Mama przyjechała. Jak wróciłem, wyszedłem z kanałów, do „Studia” poszedłem, to porucznik „Jur” mnie zaprosił do „Warszawianki” na ulicę Zgoda obok Szpitalnej. Tam mieliśmy knajpę „Warszawiankę”. Nasz batalion miał knajpę. Tam znał wszystkich kuchmistrzów i kierownika, to nasza była, bo w Śródmieściu różne bataliony miały. Znał kierownika i po raz pierwszy kazał mi dawać, dali mi fasolówki, dali mi setę wódki wypić po przejściu kanałem. Wypiłem setę wódki i poleciałem w Aleje Jerozolimskie tam, gdzie mieszkałem. Ale wychodzę - od strony Widok dostałem się - a Aleje Jerozolimskie i dom, gdzie mieszkałem, był spalony. Wypalony całkowicie budynek, bo szli Niemcy, wszystkich brali, ładowali szpreng komando ładunki i prowadzili do muzeum. Tam była baza, gdzie trzymali ludzi, cywilów wszystkich prowadzili do muzeum.
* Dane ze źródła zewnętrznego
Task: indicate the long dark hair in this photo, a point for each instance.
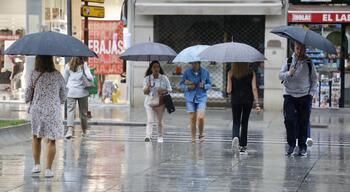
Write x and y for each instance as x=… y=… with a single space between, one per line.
x=74 y=63
x=149 y=70
x=44 y=63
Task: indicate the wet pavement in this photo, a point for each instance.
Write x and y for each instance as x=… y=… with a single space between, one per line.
x=115 y=158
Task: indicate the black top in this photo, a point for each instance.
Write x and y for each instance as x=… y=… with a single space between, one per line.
x=242 y=89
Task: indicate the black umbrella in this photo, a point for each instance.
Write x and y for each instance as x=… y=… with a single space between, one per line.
x=49 y=43
x=149 y=51
x=306 y=37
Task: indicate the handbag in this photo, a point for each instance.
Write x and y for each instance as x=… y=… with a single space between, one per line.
x=87 y=83
x=33 y=91
x=155 y=100
x=169 y=105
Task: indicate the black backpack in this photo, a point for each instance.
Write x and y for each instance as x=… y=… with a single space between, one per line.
x=309 y=63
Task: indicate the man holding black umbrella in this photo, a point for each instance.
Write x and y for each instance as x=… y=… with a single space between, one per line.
x=300 y=82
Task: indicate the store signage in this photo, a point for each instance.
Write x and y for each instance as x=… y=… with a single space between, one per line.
x=93 y=11
x=319 y=17
x=94 y=1
x=106 y=39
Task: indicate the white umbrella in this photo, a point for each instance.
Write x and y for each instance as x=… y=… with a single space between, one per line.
x=232 y=52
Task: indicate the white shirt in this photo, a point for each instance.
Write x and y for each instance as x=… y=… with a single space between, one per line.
x=74 y=82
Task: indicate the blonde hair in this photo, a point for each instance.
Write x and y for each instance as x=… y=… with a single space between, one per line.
x=240 y=70
x=74 y=63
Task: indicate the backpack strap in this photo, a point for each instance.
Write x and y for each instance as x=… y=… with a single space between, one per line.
x=289 y=63
x=309 y=65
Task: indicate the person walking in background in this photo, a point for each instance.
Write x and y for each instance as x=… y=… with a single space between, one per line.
x=73 y=74
x=45 y=93
x=300 y=81
x=155 y=85
x=241 y=83
x=195 y=83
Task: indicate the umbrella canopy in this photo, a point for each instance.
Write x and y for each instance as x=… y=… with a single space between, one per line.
x=306 y=37
x=49 y=43
x=232 y=52
x=148 y=52
x=190 y=54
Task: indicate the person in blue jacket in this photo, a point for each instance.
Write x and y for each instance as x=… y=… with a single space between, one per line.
x=195 y=83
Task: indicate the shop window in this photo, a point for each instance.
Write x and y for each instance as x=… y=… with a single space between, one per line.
x=347 y=69
x=328 y=93
x=180 y=32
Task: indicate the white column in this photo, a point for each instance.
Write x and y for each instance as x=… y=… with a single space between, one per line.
x=275 y=52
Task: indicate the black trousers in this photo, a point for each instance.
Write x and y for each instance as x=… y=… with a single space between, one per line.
x=240 y=116
x=296 y=119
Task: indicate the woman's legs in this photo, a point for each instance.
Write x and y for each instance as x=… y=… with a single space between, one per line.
x=245 y=118
x=150 y=121
x=200 y=119
x=51 y=151
x=71 y=103
x=193 y=122
x=160 y=112
x=83 y=109
x=236 y=119
x=36 y=147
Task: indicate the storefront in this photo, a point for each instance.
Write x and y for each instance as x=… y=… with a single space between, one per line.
x=18 y=18
x=192 y=22
x=333 y=22
x=106 y=38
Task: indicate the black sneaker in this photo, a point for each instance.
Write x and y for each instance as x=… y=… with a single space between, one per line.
x=290 y=151
x=303 y=152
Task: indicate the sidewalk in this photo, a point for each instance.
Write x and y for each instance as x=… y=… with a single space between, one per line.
x=215 y=118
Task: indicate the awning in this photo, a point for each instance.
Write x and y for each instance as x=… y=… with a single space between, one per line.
x=318 y=14
x=209 y=7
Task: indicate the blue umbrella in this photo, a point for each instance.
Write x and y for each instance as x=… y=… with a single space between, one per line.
x=190 y=54
x=232 y=52
x=49 y=43
x=149 y=51
x=306 y=37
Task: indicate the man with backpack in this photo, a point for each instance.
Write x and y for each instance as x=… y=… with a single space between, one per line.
x=299 y=78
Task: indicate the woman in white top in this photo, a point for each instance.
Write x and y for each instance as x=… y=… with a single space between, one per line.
x=73 y=73
x=155 y=85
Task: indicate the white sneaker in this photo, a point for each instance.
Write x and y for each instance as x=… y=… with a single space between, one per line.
x=69 y=133
x=36 y=169
x=48 y=173
x=235 y=143
x=309 y=142
x=86 y=134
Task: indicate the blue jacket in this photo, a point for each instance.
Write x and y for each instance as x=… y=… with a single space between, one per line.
x=198 y=94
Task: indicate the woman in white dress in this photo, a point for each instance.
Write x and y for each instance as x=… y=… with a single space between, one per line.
x=155 y=85
x=46 y=92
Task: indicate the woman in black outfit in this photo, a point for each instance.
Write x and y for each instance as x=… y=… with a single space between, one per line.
x=241 y=83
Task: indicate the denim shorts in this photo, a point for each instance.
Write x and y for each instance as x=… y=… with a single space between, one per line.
x=192 y=107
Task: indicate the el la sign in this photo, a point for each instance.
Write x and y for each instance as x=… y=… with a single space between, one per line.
x=318 y=17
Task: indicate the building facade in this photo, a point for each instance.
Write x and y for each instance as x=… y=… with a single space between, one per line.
x=186 y=23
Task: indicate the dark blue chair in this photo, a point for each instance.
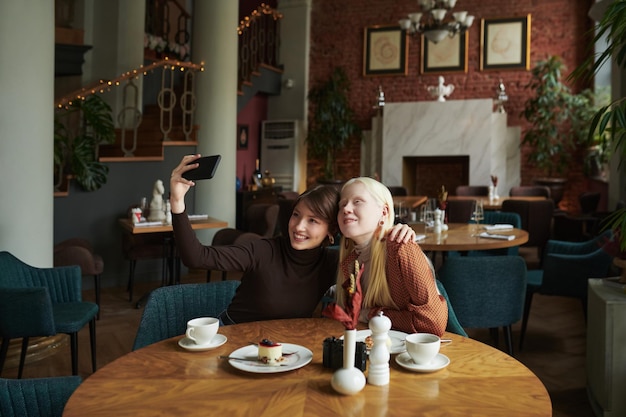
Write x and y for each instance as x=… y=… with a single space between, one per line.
x=486 y=292
x=453 y=322
x=567 y=266
x=168 y=309
x=39 y=397
x=24 y=312
x=64 y=286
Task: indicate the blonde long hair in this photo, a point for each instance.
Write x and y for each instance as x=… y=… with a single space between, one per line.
x=378 y=289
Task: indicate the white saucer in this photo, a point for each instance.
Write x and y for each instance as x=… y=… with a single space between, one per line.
x=440 y=362
x=217 y=341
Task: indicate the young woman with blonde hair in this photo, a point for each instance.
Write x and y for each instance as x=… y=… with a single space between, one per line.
x=397 y=279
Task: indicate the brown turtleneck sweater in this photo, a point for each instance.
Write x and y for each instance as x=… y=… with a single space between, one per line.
x=278 y=282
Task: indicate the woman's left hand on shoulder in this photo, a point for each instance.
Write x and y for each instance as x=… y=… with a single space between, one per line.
x=401 y=233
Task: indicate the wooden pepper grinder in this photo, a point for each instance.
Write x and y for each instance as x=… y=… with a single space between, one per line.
x=378 y=373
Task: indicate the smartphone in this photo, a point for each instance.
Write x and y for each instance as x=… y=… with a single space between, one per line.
x=206 y=168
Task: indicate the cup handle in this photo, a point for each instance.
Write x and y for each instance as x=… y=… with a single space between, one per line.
x=189 y=333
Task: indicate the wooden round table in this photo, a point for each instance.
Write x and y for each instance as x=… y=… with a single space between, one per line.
x=165 y=379
x=464 y=237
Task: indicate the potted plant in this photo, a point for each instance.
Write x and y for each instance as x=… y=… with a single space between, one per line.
x=609 y=122
x=559 y=122
x=78 y=131
x=332 y=122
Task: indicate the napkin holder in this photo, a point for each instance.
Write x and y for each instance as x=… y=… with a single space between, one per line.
x=333 y=354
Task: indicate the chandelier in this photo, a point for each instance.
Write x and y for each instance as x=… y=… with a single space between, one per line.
x=434 y=21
A wszystkich walczących, żeby nie dostali się do walki, na barykadzie od Kruczej siedzieli nasze chłopaki. Komu udało się, to skoczył przez barykadę do Polaków. Jak przyszedłem, to przyszedłem na Widok i tam u dozorcy w domu obok dowiedziałem się, że moja matka jest na ulicy Wspólnej. Ale poprosiłem porucznika „Jura”, zastępcę mojego dowódcy o przepustkę na noc, żebym mógł pójść odszukać matkę, zobaczyć, gdzie i czy żyje. Dostałem przepustkę, przychodzę w Aleje Jerozolimskie, przekop był przez Aleje Jerozolimskie na vis a vis ulicy Kruczej i obok Brackiej. Stoi żandarmeria, powiada: „My na druga stronę nikogo nie puszczamy.” Mówię: „Jak nie puszczacie?” „Bo bije sztokes.” Sztokes to granatnik. Mówię: „Nie takie rzeczy widziałem, jak rąbnie to się wtedy przelatuje, bo od razu drugi nie zleci.” „Ale, co będziecie mówić…” Mówię: „Ze Starówki przyszedłem, nie takie rzeczy…” W Śródmieściu ludzie chodzili poobszywani w mundury eleganckie, udekorowani, baretki ponaszywane, pod pachę dziewczyny, w „Palladium” Fogg śpiewał, fasolówkę dawali, oranżadę, można było… Wojny w Śródmieściu nie było widać. Jak myśmy przyszli ze Starówki, to jest inny świat tutaj. Tu w ogóle nie widać, co to jest wojna. Luksus był. Fogg śpiewał, można było szarlotkę zjeść, śpiewały panienki różne. Cudo było, w Śródmieściu nikt o wojnie nie wiedział.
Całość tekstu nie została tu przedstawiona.